Israelistas dirigiéndose al Monte Santo (Sión)

Del primer versículo al tercero se habla de las condiciones a aceptar para permanecer como refugiado del Señor. Es una composición interesante, puede ser dramática dependiendo del lector, y su entrada es una pregunta seguida por su respuesta. Para acercarse a Dios se necesita estar descontaminado, Él se encuentra en una zona de pureza y claridad que no puede ser visitada por cualquiera, es exigido que se santifiquen además de cumplir con cualidades morales y éticas.

En este caso el salmista no se preocupa por realizar un ritual, solo se concentra en obtener la actitud positiva que Yahvé require. La guarida de Dios, es considerada la mejor, pues ella es la que cuida y no abandona, la felicidad es absoluta y los miedos se van. Principalmente se dice que hay que llevar una vida acorde a las obligaciones divinas. Es decir: Ser honesto con el prójimo, obrar bien, ser fiel a la ley de Dios, ser justo por lo tanto no se puede hacer nada que le cause algún daño a las demás personas.

¿Qué afirma el salmo 15?

El salmo 15 afirma que quien quiere ser digno de Dios debe tener una valoración religiosa, no se puede juzgar por las apariencias. Porque algunos dan la ilusión de ser íntegros y de ejemplo, pero son solo exitosos en la sociedad por caminos reprobados por Yahvé. Quienes se llevan los honores suelen ser los que temen al Señor, porque hacen su vida según los mandatos divinos, porque para ellos sus deseos no significan nada en comparación a las leyes de Dios. Quien habla en este salmo se encuentra en un momento difícil donde observa que son pocos quienes hacen caso a las normas del Señor.

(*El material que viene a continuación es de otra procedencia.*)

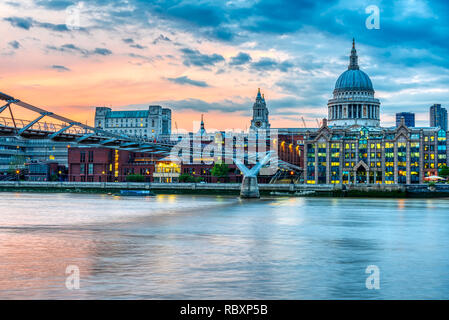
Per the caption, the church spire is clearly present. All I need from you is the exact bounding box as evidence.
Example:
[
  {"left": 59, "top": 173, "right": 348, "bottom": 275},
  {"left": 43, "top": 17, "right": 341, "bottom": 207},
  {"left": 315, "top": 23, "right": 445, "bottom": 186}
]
[{"left": 348, "top": 38, "right": 359, "bottom": 70}]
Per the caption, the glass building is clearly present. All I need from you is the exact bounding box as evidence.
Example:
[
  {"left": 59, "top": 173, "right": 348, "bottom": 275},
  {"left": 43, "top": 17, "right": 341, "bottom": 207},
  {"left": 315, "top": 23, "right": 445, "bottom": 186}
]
[{"left": 430, "top": 104, "right": 447, "bottom": 131}]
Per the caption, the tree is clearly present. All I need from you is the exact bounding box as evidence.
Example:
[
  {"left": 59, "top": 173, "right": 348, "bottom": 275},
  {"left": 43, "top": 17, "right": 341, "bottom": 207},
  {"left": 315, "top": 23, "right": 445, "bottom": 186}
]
[
  {"left": 211, "top": 163, "right": 229, "bottom": 179},
  {"left": 438, "top": 165, "right": 449, "bottom": 179}
]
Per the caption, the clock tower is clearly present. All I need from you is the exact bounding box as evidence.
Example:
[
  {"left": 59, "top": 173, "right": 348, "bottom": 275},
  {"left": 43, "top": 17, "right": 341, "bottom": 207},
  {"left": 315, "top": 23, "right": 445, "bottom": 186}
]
[{"left": 250, "top": 88, "right": 270, "bottom": 130}]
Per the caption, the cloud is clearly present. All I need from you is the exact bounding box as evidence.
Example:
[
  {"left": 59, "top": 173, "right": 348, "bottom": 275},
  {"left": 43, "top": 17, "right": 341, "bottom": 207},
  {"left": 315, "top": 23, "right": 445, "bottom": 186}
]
[
  {"left": 47, "top": 43, "right": 112, "bottom": 57},
  {"left": 50, "top": 65, "right": 71, "bottom": 72},
  {"left": 8, "top": 40, "right": 20, "bottom": 49},
  {"left": 153, "top": 34, "right": 171, "bottom": 44},
  {"left": 251, "top": 58, "right": 293, "bottom": 72},
  {"left": 167, "top": 76, "right": 209, "bottom": 88},
  {"left": 181, "top": 48, "right": 225, "bottom": 67},
  {"left": 130, "top": 43, "right": 147, "bottom": 49},
  {"left": 122, "top": 38, "right": 134, "bottom": 43},
  {"left": 3, "top": 17, "right": 33, "bottom": 30},
  {"left": 36, "top": 0, "right": 76, "bottom": 10},
  {"left": 229, "top": 52, "right": 252, "bottom": 66},
  {"left": 92, "top": 48, "right": 112, "bottom": 56},
  {"left": 3, "top": 17, "right": 70, "bottom": 32}
]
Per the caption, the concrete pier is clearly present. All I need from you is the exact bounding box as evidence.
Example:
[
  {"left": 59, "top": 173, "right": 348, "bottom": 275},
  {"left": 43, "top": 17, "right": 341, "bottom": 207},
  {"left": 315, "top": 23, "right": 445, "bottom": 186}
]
[{"left": 240, "top": 176, "right": 260, "bottom": 198}]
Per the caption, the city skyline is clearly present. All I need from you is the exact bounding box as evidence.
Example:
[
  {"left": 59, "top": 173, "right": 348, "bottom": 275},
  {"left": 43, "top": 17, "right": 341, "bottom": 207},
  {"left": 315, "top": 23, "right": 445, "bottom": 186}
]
[{"left": 0, "top": 0, "right": 449, "bottom": 130}]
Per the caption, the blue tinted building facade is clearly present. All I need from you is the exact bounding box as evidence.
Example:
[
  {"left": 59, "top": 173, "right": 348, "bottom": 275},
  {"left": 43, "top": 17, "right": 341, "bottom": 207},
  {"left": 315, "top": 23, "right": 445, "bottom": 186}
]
[{"left": 396, "top": 112, "right": 415, "bottom": 128}]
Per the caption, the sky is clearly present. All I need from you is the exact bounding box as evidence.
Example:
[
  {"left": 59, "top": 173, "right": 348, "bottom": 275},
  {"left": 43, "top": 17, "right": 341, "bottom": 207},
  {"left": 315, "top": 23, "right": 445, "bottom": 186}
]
[{"left": 0, "top": 0, "right": 449, "bottom": 130}]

Está bien que algunos no sepan si eres realmente fiel a Dios, Él lo sabrá, porque todo lo sabe.

Lo que más abundaba y aun pasa en la actualidad son aduladores hipócritas que alaban figuras posicionadas en lo alto de la sociedad que lograron estar allí a través de artimañas. Aquellos que son solo apariencias y que a raíz de eso esperen ser huésped de Dios son los más reprobados por Él. Lo más irónico de la historia, es que quienes son menospreciados en las comunidades generalmente son aquellos de vida religiosa, y estos son los que pueden estar en el monte santo de Yahvé.

La integridad conlleva a que a veces se deben tomar decisiones para poder cumplir con las reglas aunque ellas parezcan perjudicarte de cierta forma. Al final habla de la usura, y es que nadie debería hacer los mandatos de Dios por dinero.